From the Rockies to the Prairies, the fate of two communities hangs in the balance as residents fight to protect the natural world around them.
One saga begins with mine closures, the other with a mine proposal. But the tales are somewhat similar: a company comes in with a project, some residents are opposed, and then it spirals into a political controversy.
In the Rockies, Canmore, Alta., is dealing with a $161-million lawsuit Three Sisters Mountain Village properties launched against the town and councillors for opposing a commercial and residential development project — one that could double the town’s population and eat into critical wildlife habitat.
Drew Anderson, one of The Narwhal’s Prairies reporters, has been following the story for a while. Last October, he drove to Canmore — which has grown into a tourism hub since the local coal mines closed in the ’70s — when the council was forced to vote in favour of the project because of the pending court case. Soon after the decades-long resistance ended, a source told him about a box of freedom of information requests that had been languishing in a garage somewhere.
“I reached out to get the box and, lo and behold, it had been snagged by one Jeremy Klaszus, editor-in-chief of The Sprawl,” Drew told me. And so, he and Jeremy began working together on a story — and a podcast episode! — in our first-ever collaboration with the Calgary publication.

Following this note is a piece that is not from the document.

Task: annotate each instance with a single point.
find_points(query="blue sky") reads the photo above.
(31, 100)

The sprawling feature spans the tale of the former mining town — one nestled in mountains sacred to the Stoney Nakoda Nations — that could transform into a version of itself both residents and environmentalists had fought hard against. It looks at the impacts on wildlife like elk, deer and sheep, and a housing crisis that mires the region. It takes a walk down Canmore’s touristy main street and wonders out loud: would a miner from the ’60s know what to make of the tuna ceviche with passion fruit served at the town’s rustic-chic chalet?